大正~昭和時代に活躍した日本画家です。
本名は善次郎といいます。
幼い頃から本居宣長の旧宅・鈴屋を遊び場とするほどに宣長を身近な親しい存在として育ち、絵画の方面に非凡な才能を示しており、画家を志して京都の菊池芳文に入門し、この頃から「荻邨」の号を用いるようになりました。
号の由来は伊勢の海岸地帯に多く見られる浜荻にヒントを得て考えたといわれています。
芳文のすすめもあって、京都市立絵画専門学校で学ぶことになり、文展へ出品するようになりますが、一度も入選することはなく、その一方で、画家仲間の研究会に積極的に参加し、当時、盛んに日本に紹介されつつあった西洋芸術の思潮を吸収していきました。

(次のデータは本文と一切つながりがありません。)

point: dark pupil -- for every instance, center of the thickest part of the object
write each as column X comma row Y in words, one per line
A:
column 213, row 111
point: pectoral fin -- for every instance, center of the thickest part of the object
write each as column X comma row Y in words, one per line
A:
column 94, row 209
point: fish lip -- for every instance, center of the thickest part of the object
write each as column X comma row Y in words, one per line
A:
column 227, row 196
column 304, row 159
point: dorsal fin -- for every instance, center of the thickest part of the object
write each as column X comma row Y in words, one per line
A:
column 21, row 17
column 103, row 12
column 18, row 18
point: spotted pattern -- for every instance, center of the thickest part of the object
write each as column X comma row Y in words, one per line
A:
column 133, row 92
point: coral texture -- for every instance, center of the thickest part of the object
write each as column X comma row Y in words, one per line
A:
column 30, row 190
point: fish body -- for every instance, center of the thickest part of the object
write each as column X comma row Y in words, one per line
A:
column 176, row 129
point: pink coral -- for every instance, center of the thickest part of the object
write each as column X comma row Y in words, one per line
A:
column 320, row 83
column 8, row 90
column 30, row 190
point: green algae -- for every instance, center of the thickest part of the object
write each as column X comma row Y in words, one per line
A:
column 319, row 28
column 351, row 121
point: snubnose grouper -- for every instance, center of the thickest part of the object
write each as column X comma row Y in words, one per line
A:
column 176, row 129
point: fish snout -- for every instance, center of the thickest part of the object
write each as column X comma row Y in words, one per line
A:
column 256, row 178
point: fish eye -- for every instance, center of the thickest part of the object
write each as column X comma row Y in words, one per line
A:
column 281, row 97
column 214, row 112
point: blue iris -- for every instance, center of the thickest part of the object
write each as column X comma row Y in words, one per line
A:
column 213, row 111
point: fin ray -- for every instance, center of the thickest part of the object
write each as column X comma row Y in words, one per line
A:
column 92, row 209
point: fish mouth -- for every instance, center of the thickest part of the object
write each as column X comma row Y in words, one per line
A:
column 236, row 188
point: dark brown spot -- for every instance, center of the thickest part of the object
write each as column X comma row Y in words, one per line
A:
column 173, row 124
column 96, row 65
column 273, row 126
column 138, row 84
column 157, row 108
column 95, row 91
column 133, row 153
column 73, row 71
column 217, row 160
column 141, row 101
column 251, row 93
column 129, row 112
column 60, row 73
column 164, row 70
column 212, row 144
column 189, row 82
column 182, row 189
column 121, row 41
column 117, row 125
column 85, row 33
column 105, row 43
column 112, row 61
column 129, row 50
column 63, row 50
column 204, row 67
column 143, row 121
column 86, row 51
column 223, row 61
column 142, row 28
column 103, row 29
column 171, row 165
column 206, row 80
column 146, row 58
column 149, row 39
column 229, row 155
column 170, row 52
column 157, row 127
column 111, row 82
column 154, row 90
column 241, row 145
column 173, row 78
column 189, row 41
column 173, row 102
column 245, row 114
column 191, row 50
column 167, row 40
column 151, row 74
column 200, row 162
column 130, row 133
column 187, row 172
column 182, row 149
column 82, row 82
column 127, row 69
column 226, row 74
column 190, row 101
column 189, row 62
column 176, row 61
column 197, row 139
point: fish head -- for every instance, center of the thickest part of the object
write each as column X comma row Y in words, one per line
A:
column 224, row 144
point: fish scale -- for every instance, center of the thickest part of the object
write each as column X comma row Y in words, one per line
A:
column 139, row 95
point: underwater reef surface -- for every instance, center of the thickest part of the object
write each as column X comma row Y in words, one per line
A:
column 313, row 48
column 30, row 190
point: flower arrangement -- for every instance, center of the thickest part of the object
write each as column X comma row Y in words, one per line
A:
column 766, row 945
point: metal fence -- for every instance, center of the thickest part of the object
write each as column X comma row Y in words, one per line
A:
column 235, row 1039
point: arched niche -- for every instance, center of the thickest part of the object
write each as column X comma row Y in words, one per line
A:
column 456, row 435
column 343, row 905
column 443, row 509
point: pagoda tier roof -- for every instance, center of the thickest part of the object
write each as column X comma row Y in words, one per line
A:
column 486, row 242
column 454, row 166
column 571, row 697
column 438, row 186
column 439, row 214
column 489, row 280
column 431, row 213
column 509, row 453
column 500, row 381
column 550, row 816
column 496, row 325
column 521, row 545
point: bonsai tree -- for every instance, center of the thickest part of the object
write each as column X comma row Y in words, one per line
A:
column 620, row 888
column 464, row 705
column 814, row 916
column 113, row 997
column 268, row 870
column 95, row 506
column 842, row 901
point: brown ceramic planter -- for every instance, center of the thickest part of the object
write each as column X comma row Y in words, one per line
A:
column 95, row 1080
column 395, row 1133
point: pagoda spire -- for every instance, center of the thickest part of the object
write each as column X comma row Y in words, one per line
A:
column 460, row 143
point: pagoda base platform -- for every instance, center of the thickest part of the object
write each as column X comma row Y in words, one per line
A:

芳文が亡くなると芳文の養嗣子・菊池契月に師事し帝展に初入選を果たし、入選を重ね、「淀の水車」により第7回帝展特選及び帝国美術院賞を受賞したのをきっかけに美術界での地位をゆるぎないものとしました。
祇園、嵐山、嵯峨野、鴨川など京都の自然風景や風物詩などを題材を大和絵風の穏やかな作風に仕上げて詩情豊かな作品を残しており、京都市立絵画専門学校の助教授に就任するなど後進の指導にも尽力しました。